5 - La Commission de contrôle était annuellement un rapport dans lequel elle rend compte à l'assemblée générale de l'exécution de son mandat et mentionne les constatations faites.
6 - La Commission de contrôle peut, dans l'exercice de ses fonctions, se faire assister pour un temps limité ou pour une tâche précise, par un expert ou par un organisme spécialisé.
7 - Les modalités de la tenue de ses sessions seront fixées dans le règlement intérieur.
8 - Le Président de la Commission de contrôle a droit d'assister aux réunions du Conseil d'administration à titre d'observateur.
9 - Au cas où l'État ou une collectivité publique accorde un prêt ou donne son aval à une société coopérative, l'autorité administrative compétente peut désigner un agent pour suivre la gestion comptable de la dite société coopérative en relation avec la commission de contrôle.
Chapitre VI : Capital et dispositions financières
Article 36
Sources du capital
1 - Le capital des sociétés coopératives est constitué par des parts sociales, souscrites par chacun des adhérents.

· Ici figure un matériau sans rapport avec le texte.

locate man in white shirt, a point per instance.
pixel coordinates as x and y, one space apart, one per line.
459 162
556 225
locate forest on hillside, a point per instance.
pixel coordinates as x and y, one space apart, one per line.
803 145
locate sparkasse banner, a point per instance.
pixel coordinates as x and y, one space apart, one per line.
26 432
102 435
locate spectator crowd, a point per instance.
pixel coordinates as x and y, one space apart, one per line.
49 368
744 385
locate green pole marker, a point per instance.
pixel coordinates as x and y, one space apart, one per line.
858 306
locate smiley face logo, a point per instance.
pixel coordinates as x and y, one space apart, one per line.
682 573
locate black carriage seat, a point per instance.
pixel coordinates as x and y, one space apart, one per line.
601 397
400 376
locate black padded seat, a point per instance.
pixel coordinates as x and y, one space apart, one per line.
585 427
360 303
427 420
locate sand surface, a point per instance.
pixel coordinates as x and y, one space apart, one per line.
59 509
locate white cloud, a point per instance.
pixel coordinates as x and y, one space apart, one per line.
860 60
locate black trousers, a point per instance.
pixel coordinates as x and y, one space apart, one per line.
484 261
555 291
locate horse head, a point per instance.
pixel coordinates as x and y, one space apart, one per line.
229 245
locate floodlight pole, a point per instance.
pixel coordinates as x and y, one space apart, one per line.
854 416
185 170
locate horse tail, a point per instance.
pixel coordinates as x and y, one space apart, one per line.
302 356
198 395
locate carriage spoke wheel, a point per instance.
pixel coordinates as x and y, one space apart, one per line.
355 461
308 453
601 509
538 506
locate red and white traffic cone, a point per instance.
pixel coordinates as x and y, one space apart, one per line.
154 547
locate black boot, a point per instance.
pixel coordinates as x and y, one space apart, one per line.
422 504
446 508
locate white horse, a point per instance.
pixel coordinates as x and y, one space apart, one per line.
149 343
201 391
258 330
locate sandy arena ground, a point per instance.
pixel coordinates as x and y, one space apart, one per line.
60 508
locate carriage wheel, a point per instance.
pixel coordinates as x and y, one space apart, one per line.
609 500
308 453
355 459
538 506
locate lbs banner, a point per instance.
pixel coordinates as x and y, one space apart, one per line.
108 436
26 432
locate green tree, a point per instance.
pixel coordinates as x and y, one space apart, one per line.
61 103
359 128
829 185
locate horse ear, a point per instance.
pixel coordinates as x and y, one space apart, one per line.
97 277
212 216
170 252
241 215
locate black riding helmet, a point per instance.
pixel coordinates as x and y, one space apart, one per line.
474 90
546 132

- 2 - Les autres sources de capital des sociétés coopératives sont :
- a) les réserves créées par prélèvement sur les excédents d'exercices ;
- b) les dons, legs et autres contributions des organismes donateurs publics ou privés ;
- c) les capitaux empruntés auprès des adhérents sous forme de dépôts auprès d'autres sociétés coopératives ou des banques et organismes de crédits, publics ou privés ou tout autre organisme d'assistance reconnu par l'État.
3 - Les emprunts consentis aux sociétés coopératives sont garantis par la caution solidaire des adhérents dans les limites fixées par la présente ordonnance et les statuts.

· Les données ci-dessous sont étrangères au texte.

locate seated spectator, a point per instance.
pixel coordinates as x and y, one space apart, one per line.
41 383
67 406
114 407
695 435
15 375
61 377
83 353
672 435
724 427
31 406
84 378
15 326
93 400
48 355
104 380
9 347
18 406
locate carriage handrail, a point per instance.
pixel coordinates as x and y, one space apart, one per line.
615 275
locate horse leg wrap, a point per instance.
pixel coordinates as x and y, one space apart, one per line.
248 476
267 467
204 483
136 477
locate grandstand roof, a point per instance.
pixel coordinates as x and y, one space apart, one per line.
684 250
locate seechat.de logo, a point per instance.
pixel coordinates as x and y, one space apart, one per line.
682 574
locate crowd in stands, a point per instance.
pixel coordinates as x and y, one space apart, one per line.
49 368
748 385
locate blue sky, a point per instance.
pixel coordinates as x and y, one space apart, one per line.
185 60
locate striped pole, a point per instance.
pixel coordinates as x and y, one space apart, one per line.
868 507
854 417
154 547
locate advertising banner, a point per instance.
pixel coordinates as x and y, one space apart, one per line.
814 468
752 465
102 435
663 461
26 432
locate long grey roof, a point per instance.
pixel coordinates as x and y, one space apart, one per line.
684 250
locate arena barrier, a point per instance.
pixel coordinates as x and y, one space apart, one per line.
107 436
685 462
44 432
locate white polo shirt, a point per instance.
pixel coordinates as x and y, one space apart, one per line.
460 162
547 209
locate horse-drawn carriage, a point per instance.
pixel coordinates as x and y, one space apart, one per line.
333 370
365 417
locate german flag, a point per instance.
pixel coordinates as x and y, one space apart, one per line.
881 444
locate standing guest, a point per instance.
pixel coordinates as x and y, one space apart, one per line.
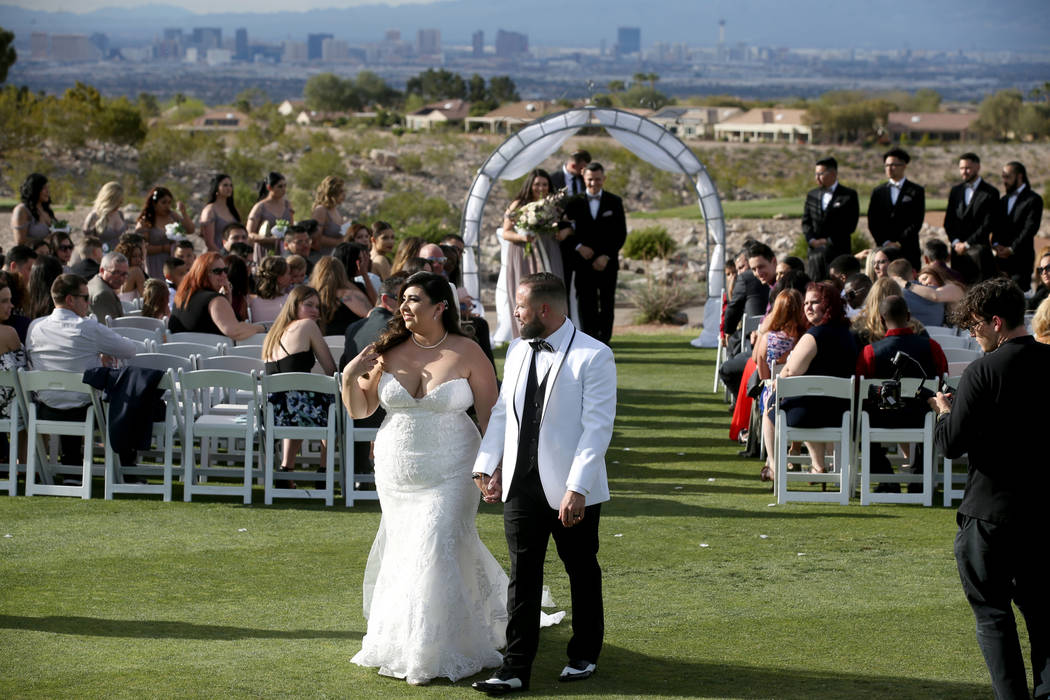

4 - Le capital social de la coopérative varie en fonction des augmentations résultant de l'adhésion de nouveaux membres ou de la souscription de parts nouvelles par les adhérents ou en fonction des réductions dues à l'annulation des parts des adhérents sortants exclus ou décédés.

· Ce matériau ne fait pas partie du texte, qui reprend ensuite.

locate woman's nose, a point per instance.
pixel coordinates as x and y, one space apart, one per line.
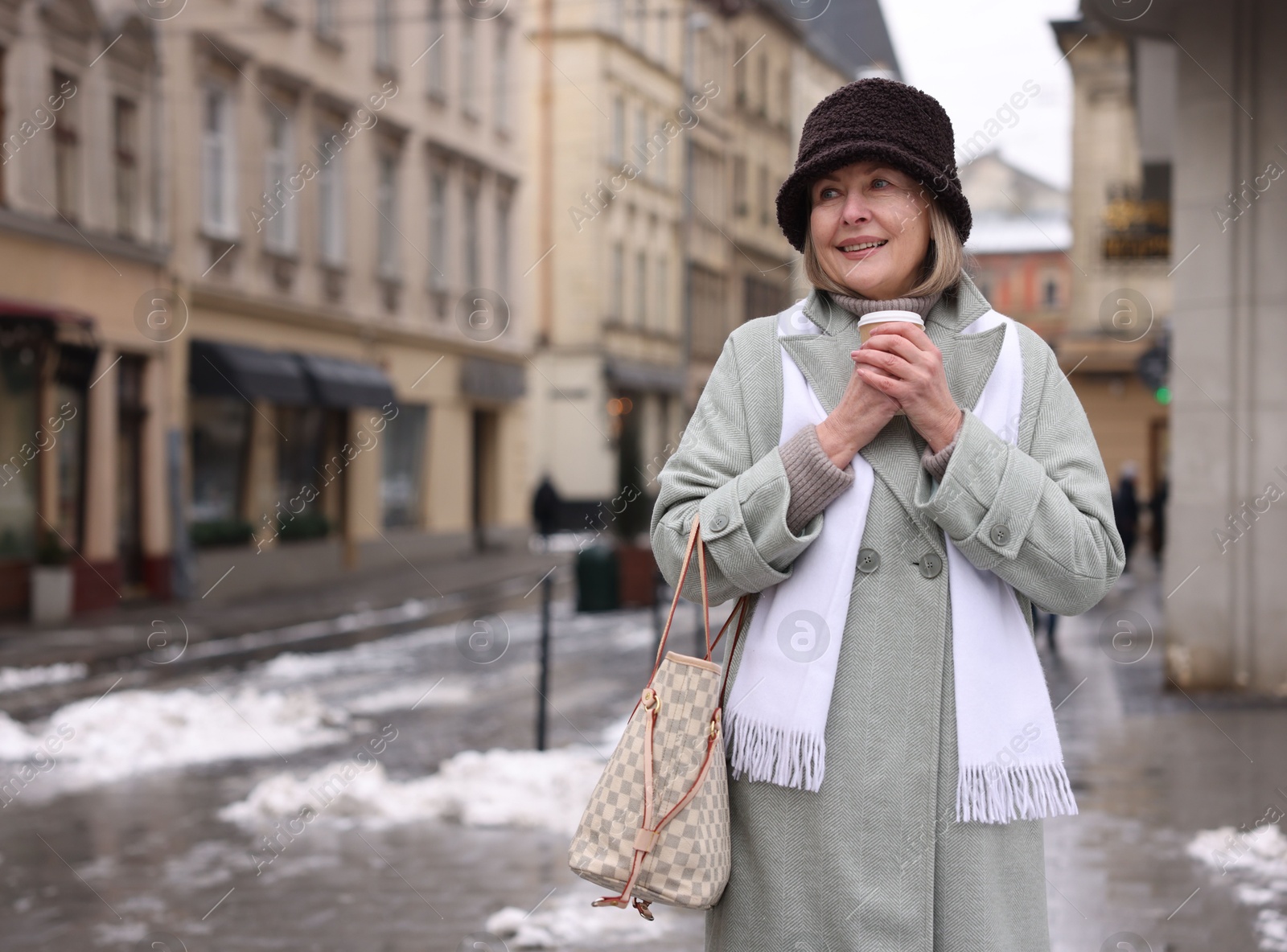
856 209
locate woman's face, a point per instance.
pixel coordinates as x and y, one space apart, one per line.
870 229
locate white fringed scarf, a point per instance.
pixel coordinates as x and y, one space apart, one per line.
1010 765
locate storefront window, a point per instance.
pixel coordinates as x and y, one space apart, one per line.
19 450
405 457
70 407
220 430
310 466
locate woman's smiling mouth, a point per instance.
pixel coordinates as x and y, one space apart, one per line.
862 248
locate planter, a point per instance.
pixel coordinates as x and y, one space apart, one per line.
51 593
637 581
596 579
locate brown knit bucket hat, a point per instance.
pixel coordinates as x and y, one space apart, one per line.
879 120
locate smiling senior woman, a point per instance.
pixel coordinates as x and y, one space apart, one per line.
898 506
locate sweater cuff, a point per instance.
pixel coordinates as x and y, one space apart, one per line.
937 462
812 478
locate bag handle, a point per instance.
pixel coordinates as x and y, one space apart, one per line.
739 610
694 542
650 827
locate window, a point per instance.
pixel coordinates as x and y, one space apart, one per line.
331 211
739 72
739 186
66 152
471 236
766 197
663 27
125 145
763 87
435 64
220 435
218 165
281 235
385 35
469 103
326 18
640 289
405 465
660 306
438 231
501 77
618 130
617 289
640 31
386 201
641 139
502 244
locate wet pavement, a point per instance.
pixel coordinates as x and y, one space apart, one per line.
147 862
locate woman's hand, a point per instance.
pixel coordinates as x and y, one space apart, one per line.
901 362
861 415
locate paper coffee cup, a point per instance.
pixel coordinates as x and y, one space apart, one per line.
874 318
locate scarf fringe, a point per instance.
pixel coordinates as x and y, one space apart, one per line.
763 752
994 794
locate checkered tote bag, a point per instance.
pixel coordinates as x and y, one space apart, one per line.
656 827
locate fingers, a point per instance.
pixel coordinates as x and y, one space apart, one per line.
903 328
894 364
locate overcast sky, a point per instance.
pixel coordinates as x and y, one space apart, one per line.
975 55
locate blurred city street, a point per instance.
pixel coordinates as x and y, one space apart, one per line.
151 825
344 351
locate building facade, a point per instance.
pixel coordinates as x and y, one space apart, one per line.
347 216
658 233
1121 248
1223 605
87 398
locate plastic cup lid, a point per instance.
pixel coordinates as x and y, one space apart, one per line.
881 317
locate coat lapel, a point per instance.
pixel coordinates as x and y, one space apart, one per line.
968 362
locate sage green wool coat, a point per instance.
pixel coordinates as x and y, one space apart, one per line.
875 861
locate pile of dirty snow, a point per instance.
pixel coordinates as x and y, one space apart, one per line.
499 788
19 679
1256 860
133 732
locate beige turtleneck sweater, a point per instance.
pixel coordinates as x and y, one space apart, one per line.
812 478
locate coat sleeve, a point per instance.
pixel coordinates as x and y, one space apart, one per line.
743 501
1042 520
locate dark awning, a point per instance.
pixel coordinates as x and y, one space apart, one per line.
233 370
492 380
338 383
636 375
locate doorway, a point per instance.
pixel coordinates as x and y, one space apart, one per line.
484 478
130 413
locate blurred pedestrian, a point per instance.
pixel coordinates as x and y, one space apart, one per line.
1126 511
546 507
926 703
1157 527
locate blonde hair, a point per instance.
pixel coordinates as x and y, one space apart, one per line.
940 270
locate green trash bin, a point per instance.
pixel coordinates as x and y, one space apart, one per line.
596 579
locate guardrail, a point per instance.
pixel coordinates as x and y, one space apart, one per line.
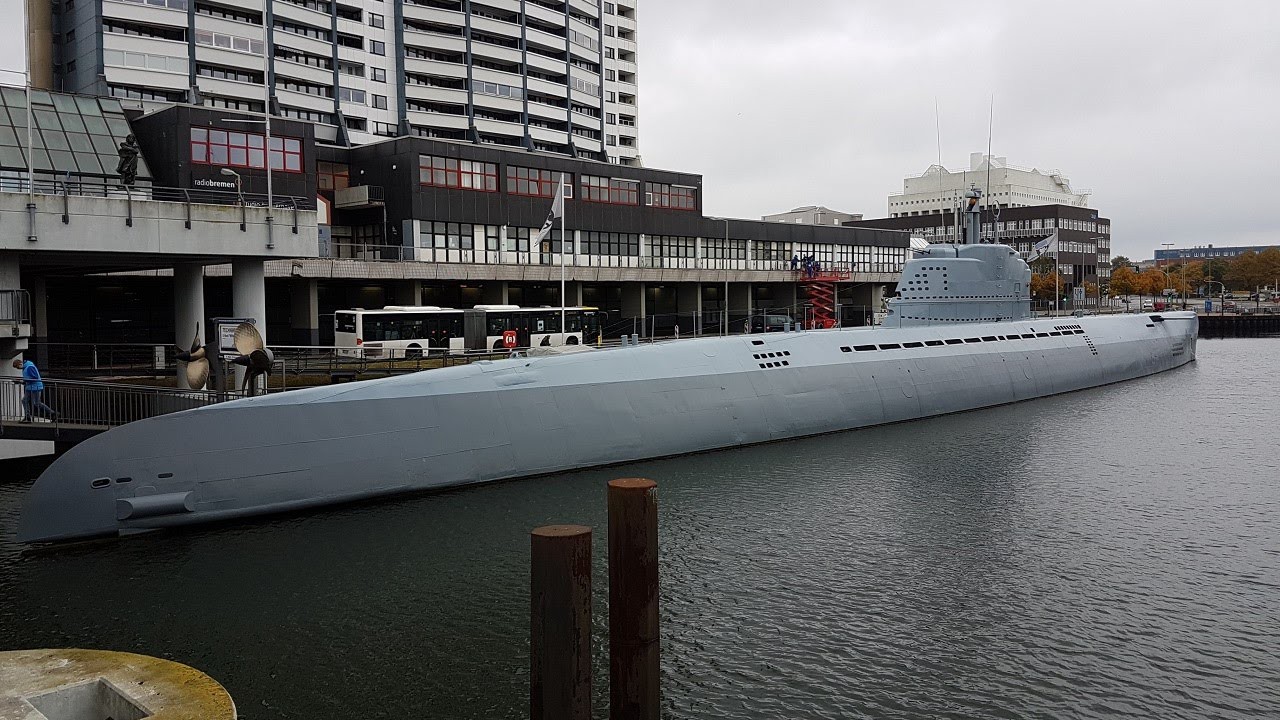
14 308
96 404
110 187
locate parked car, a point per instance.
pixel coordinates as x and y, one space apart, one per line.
769 323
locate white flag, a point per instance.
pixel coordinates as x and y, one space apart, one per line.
1045 246
557 212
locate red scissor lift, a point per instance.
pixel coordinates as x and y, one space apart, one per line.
819 290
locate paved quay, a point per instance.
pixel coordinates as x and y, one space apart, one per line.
65 684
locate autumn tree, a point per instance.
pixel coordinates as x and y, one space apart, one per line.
1124 281
1152 282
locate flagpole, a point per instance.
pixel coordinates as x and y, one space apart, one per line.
563 210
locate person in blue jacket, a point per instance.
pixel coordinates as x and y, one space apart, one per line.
32 387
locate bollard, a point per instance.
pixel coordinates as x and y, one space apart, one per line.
560 628
632 600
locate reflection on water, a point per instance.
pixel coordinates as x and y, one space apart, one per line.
1110 552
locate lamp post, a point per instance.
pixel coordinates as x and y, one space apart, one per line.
266 156
725 309
240 195
31 163
1221 308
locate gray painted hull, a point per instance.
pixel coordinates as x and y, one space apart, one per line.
513 418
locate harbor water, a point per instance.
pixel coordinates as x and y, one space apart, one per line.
1105 554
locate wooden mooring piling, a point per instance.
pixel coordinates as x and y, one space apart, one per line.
560 680
1239 326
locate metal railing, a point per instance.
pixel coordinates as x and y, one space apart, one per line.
14 308
472 256
96 404
83 186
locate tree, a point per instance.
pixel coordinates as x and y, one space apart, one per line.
1152 282
1043 286
1124 281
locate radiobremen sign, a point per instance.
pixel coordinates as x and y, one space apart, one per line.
220 185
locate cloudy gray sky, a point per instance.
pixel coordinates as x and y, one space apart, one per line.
1168 110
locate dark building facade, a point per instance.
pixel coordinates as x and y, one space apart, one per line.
1084 236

Toutefois, le montant au-dessous duquel le capital social ne peut être réduit par suite de l'annulation des parts, sous peine de dissolution de la coopérative, est fixé au quart du capital existant.
Article 37
Les parts sociales. 1 - Le capital social de la coopérative est constitué par les apports des adhérents, représentés par les parts sociales. La valeur nominale de chaque part est fixée par les statuts qui peuvent prévoir la libération des parts en espèces, en nature ou en prestations de service ou de travaux et par versements échelonnés.
2 - Les parts sociales sont nominatives, individuelles, non négociables et transmissibles uniquement en cas d'agrément du Conseil d'administration et selon les modalités fixées dans les statuts.
3 - Aucun membre autre qu'une société coopérative ne peut détenir plus de vingt pour cent du montant total du capital.
Article 38
Dons et legs. Les dons, legs et autres contributions des organismes donateurs publics ou privés doivent être incorporés dans le patrimoine de la société coopérative et comptabilisés.
Article 39
Répartition des excédents annuels. 1 - La répartition des excédents annuels est décidée sur proposition
FEVRIER 1988 du Conseil d'administration par l'Assemblée générale ordinaire.
- 2 - Les excédents nets réalisés au cours de l'exercice reçoivent les affectations suivantes :
- a) - quinze pour cent sont affectés à un fonds de réserve légale ;
- b) - cinq pour cent sont affectés à des actions éducatives en faveur des membres ;
- c) - des réserves facultatives peuvent être prévues par les statuts ;
- d) - la répartition éventuelle du solde se fait sous forme de ristournes aux membres au prorata de leurs opérations avec la société coopérative.
3 - Les excédents provenant des opérations effectuées avec des usagers non adhérents sont obligatoirement versés au fonds de réserve légale.
4 - En cas de pertes durant un exercice quelconque, aucune distribution d'excédents ne pourra être effectuée au cours des années suivantes tant que le déficit n'aura pas été résorbé par les excédents réalisés au cours des années suivantes.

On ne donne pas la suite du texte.